Der Greenpeace-Experte zweifelt an der Aussage russischer Behörden, dass Atomanlagen durch die Brände nicht gefährdet seien. Selbst ein weit entferntes Feuer könne einen Stromausfall in einem Atomkraftwerk auslösen, und dann sei dessen Kühlanlage auf Notstrom-Aggregate angewiesen. Bei einem Stromausfall in Majak sei im Jahr 2000 der Dieselgenerator zwar angesprungen, aber nur eine halbe Stunde gelaufen. „Wenn die Kühlmittelpumpen ausfallen, kann es zu einer Kernschmelze kommen“, warnt Edler. Eine Kernschmelze im Reaktor von Tschernobyl führte auch zur Freisetzung von Radioaktivität und der bislang schwersten AKW-Katastrophe.

Im Sommer 1967 kam es in Majak nach den Worten des Greenpeace-Experten zu einem Szenario, das mit der heutigen Lage vergleichbar ist: Damals sei ein See ausgetrocknet, in den radioaktive Abfälle aus Majak eingeleitet wurden. Wirbelstürme hätten die radioaktiven Partikel vom Seegrund danach über Hunderte von Kilometern verbreitet.

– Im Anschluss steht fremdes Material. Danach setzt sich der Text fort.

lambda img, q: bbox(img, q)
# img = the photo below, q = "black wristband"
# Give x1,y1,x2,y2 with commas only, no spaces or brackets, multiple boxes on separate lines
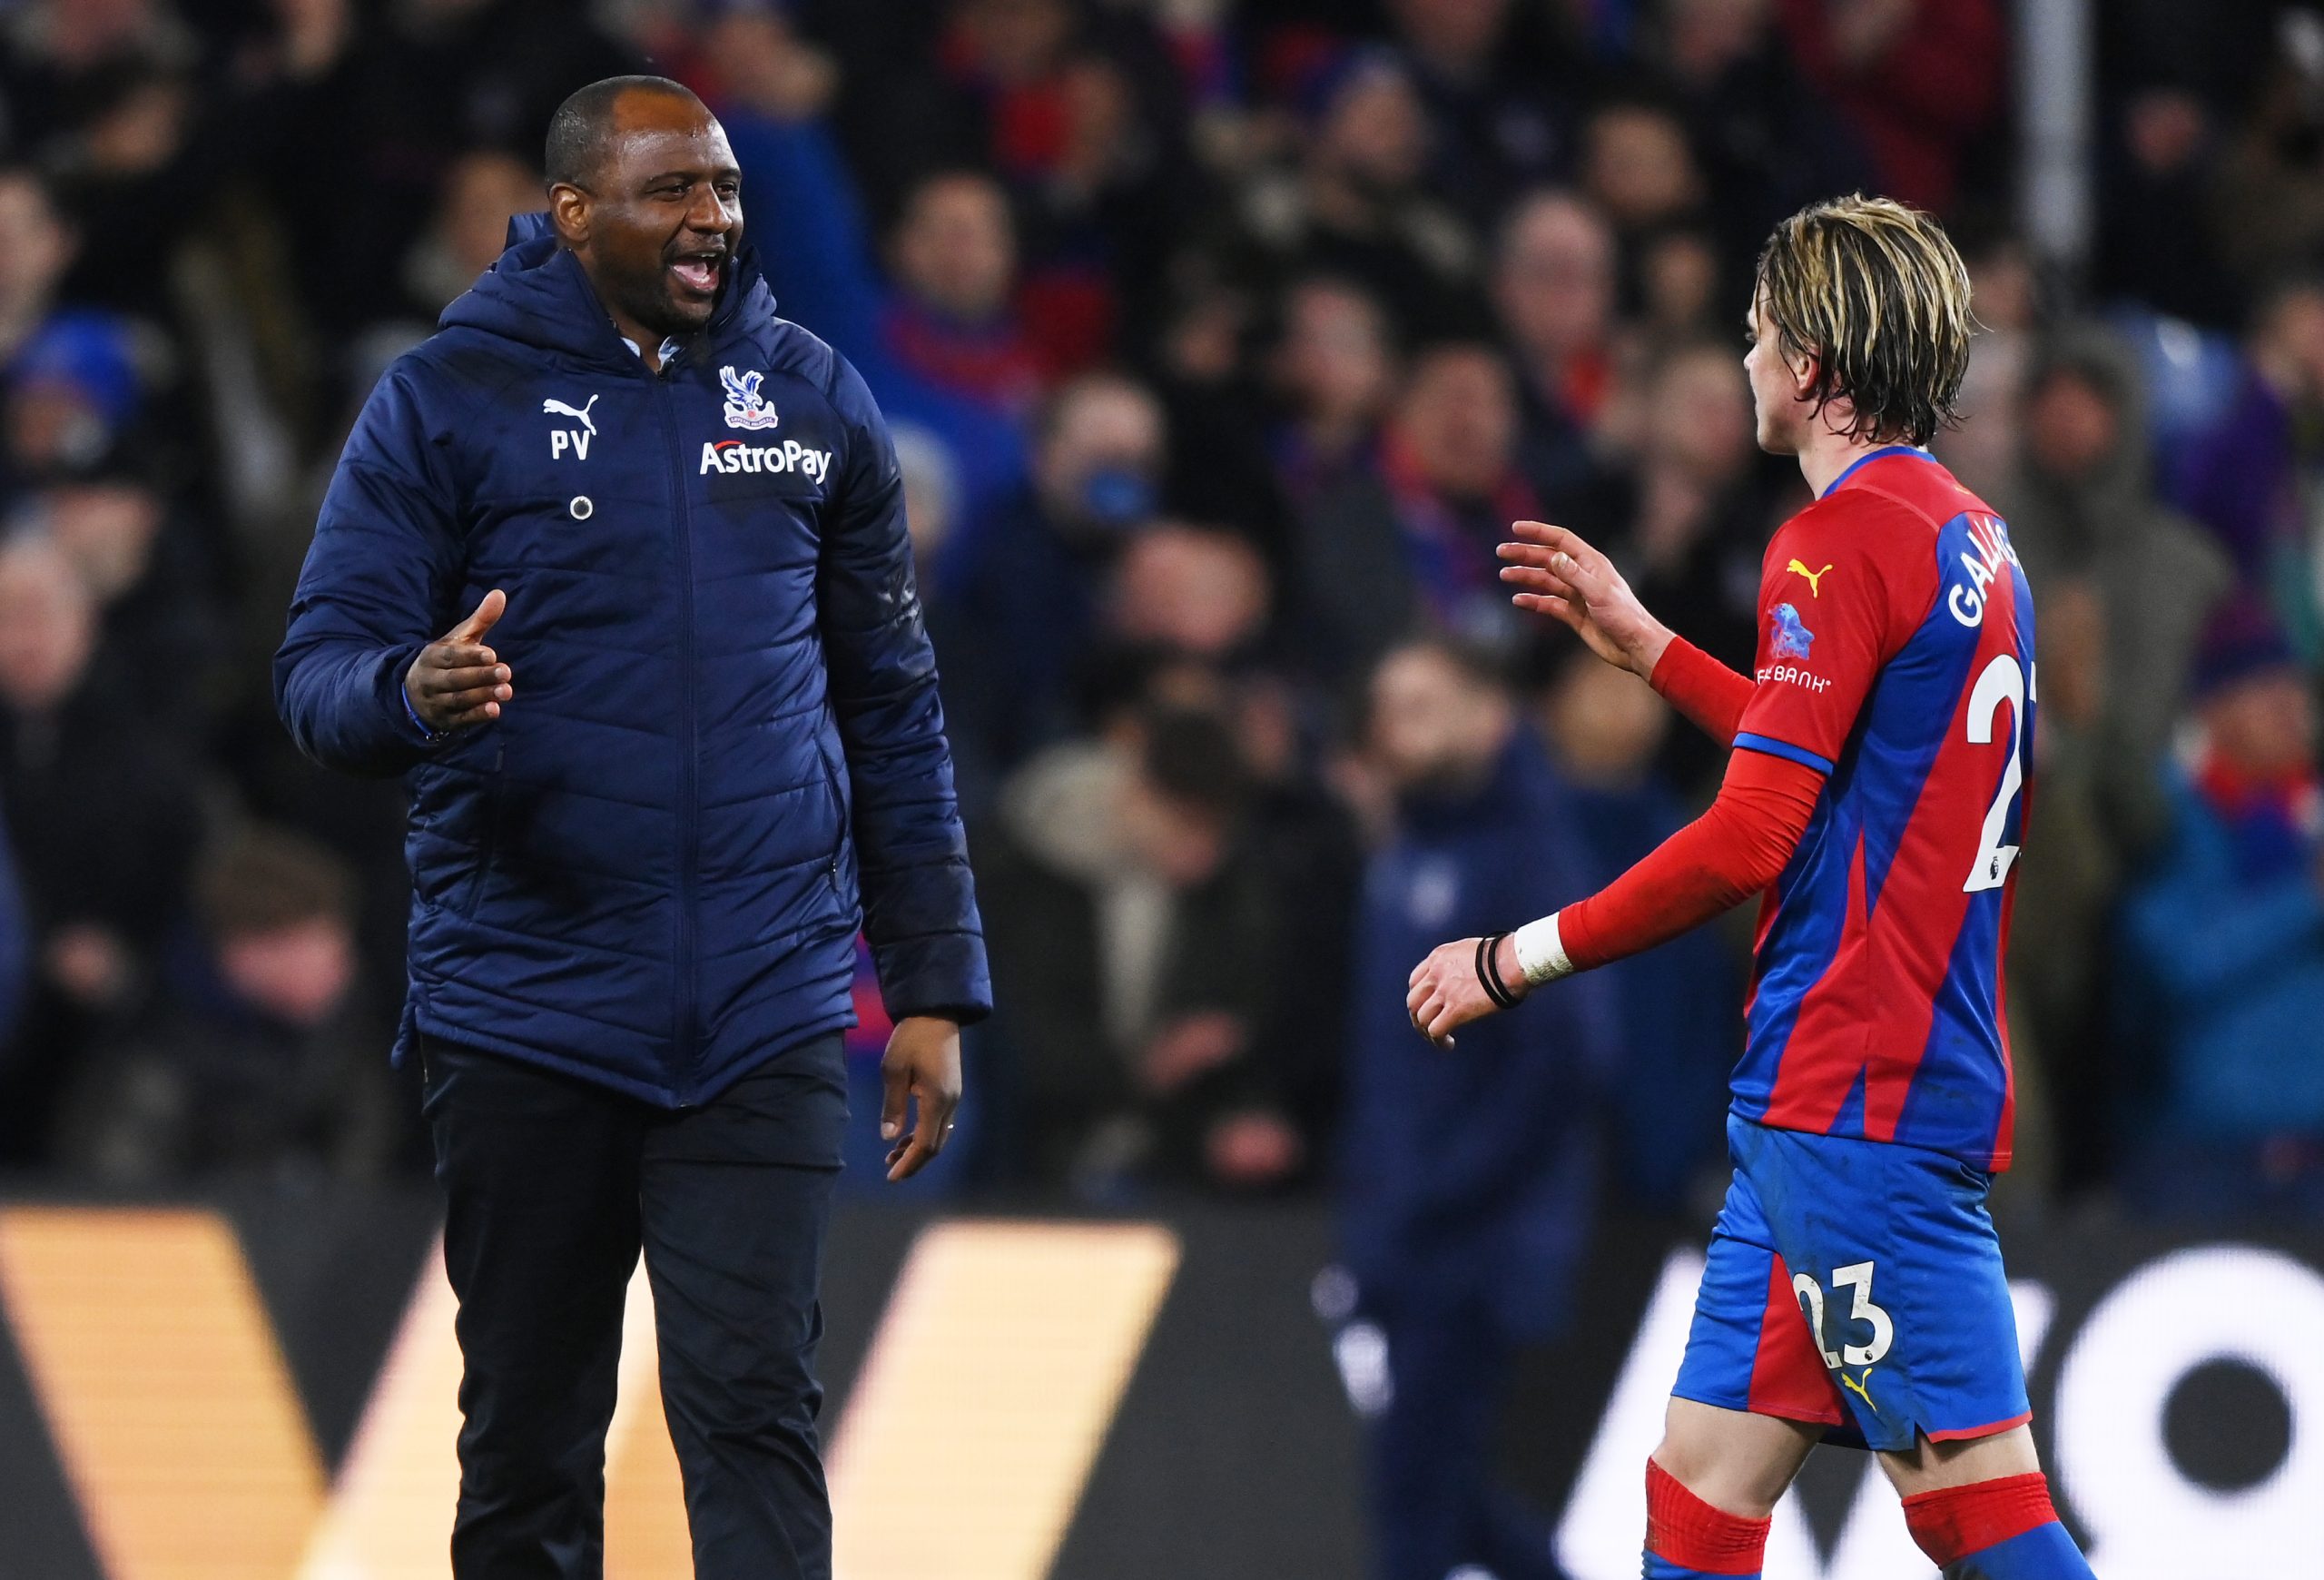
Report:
1475,932,1520,1010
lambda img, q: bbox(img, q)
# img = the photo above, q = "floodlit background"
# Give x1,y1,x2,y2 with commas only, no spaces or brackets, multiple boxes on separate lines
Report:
0,0,2319,1576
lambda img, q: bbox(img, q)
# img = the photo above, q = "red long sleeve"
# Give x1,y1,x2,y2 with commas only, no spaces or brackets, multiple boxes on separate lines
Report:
1649,635,1753,746
1559,748,1826,972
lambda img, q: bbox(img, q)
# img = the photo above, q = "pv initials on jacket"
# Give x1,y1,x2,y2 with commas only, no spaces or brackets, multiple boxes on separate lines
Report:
544,394,599,459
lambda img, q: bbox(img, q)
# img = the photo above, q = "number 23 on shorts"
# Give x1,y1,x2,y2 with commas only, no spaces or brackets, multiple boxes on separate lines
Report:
1793,1259,1896,1370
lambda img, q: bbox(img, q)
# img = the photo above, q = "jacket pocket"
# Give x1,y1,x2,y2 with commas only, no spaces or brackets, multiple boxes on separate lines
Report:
815,734,856,905
458,741,507,918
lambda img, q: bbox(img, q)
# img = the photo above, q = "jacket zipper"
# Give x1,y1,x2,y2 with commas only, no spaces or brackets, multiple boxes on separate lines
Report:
653,366,701,1091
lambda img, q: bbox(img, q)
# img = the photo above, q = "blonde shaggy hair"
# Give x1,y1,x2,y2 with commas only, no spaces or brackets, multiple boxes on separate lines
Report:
1753,194,1975,447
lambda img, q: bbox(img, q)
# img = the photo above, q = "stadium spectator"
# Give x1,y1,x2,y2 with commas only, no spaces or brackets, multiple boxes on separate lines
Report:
53,824,400,1184
23,476,222,738
1773,0,2005,212
980,705,1307,1196
1491,189,1621,499
1229,46,1483,341
1655,0,1875,277
1264,274,1398,516
717,72,1032,533
1994,327,2232,1193
1384,0,1569,231
1577,98,1708,261
2120,602,2324,1218
2095,86,2240,330
1337,638,1617,1580
1537,647,1735,1210
950,371,1171,773
2175,277,2324,621
2205,16,2324,296
1296,340,1534,680
0,533,202,1154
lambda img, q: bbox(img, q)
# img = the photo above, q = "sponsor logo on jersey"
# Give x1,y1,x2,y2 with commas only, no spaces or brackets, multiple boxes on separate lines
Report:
699,438,832,484
1755,663,1831,694
1768,602,1815,661
1787,558,1834,597
720,365,780,430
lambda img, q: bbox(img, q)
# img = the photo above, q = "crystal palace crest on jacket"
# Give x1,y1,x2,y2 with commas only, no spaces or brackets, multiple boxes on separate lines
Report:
720,366,779,430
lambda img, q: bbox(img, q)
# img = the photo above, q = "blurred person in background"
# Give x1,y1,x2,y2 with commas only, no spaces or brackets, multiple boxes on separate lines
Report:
0,531,201,1158
1774,0,2005,212
1996,326,2232,1194
1384,0,1569,231
1338,637,1616,1580
2119,601,2324,1219
1577,96,1709,276
881,168,1050,415
980,702,1308,1197
2175,275,2324,632
1654,0,1874,279
1492,188,1621,500
19,473,222,739
950,370,1170,770
1232,45,1483,341
1538,647,1736,1210
0,167,149,478
399,148,549,324
54,823,401,1185
1266,273,1399,515
270,0,640,343
1298,339,1534,680
713,44,1034,539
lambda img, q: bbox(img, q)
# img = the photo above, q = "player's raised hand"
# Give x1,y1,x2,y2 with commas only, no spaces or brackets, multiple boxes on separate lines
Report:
1405,935,1526,1050
405,588,514,734
1497,521,1673,677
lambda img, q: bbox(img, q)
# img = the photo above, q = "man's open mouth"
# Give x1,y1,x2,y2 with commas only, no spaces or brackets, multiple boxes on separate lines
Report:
669,253,724,296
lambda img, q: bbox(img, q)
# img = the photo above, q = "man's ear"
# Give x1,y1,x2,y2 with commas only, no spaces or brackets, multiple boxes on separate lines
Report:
1788,343,1820,401
548,182,590,249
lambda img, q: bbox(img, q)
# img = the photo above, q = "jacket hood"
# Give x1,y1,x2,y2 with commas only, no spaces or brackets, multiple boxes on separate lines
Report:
2002,320,2156,554
437,211,778,373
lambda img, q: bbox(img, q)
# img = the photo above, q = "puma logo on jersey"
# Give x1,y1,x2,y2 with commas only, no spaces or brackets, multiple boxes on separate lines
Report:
1840,1368,1877,1412
1787,558,1834,597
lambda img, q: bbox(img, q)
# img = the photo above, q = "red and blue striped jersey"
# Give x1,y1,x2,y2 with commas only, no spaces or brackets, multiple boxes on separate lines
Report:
1728,447,2034,1170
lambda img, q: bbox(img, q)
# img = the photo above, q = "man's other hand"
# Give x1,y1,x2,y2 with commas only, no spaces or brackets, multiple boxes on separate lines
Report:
881,1014,963,1181
405,588,513,734
1405,934,1526,1050
1497,521,1673,677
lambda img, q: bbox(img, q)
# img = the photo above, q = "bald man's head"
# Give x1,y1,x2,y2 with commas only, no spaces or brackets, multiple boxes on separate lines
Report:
544,76,743,347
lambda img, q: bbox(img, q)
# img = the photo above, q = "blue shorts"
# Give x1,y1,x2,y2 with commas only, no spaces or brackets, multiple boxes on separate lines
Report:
1670,1115,2031,1453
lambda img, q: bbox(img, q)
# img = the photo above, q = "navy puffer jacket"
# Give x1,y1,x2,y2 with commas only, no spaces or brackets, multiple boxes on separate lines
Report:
275,215,990,1105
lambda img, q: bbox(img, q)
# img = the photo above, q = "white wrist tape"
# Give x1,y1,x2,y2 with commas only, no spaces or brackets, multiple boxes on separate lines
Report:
1512,913,1574,987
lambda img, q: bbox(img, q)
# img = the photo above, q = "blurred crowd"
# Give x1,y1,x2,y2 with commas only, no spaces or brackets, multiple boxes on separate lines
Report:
1,0,2323,1230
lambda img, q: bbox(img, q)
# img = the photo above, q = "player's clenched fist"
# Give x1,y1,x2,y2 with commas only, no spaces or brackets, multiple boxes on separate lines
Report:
1406,933,1527,1050
405,588,515,734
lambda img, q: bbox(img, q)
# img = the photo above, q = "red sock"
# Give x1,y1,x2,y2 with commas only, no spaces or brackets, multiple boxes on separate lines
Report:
1646,1459,1771,1576
1901,1472,2058,1566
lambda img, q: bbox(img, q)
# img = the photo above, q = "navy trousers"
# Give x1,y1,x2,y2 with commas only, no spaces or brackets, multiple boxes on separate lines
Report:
420,1032,847,1580
1364,1288,1570,1580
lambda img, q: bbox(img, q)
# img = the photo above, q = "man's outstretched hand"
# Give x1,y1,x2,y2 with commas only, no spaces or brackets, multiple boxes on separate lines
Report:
405,588,513,734
1406,934,1529,1050
1496,521,1673,677
881,1015,963,1181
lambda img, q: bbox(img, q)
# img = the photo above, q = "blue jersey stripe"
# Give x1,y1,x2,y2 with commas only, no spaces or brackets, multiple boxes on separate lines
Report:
1734,732,1835,775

Den Einsatzkräften gelang es unterdessen, die verheerenden Waldbrände einzudämmen. Das Katastrophenschutzministerium teilte mit, Feuerwehrleute hätten in den vergangenen 24 Stunden die brennende Fläche auf 927 Quadratkilometer fast halbiert. Etwa 166.000 Leute seien derzeit im Einsatz und damit beschäftigt, mehr als 600 Brandherde zu bekämpfen.

Die Moskauer konnten nach tagelangem Smog am Mittwoch wieder etwas aufatmen. Starker Wind blies die giften Rauchwolken über der Hauptstadt weg. Der russische Wetterdienst warnte jedoch, dass der Smog bald zurückkehren könnte. „Sobald der Wind nachlässt, wird der Rauch wiederkommen“, sagte Roman Wilfand vom staatlichen Wetterdienst. In den kommenden zwei Tagen soll die sengende Hitze im europäischen Teil Russlands weiter anhalten. Vereinzelt könnte jedoch Regen fallen, teilte eine Wetterbehörde mit. Es werden Temperaturen zwischen 37 und 40 Grad erwartet.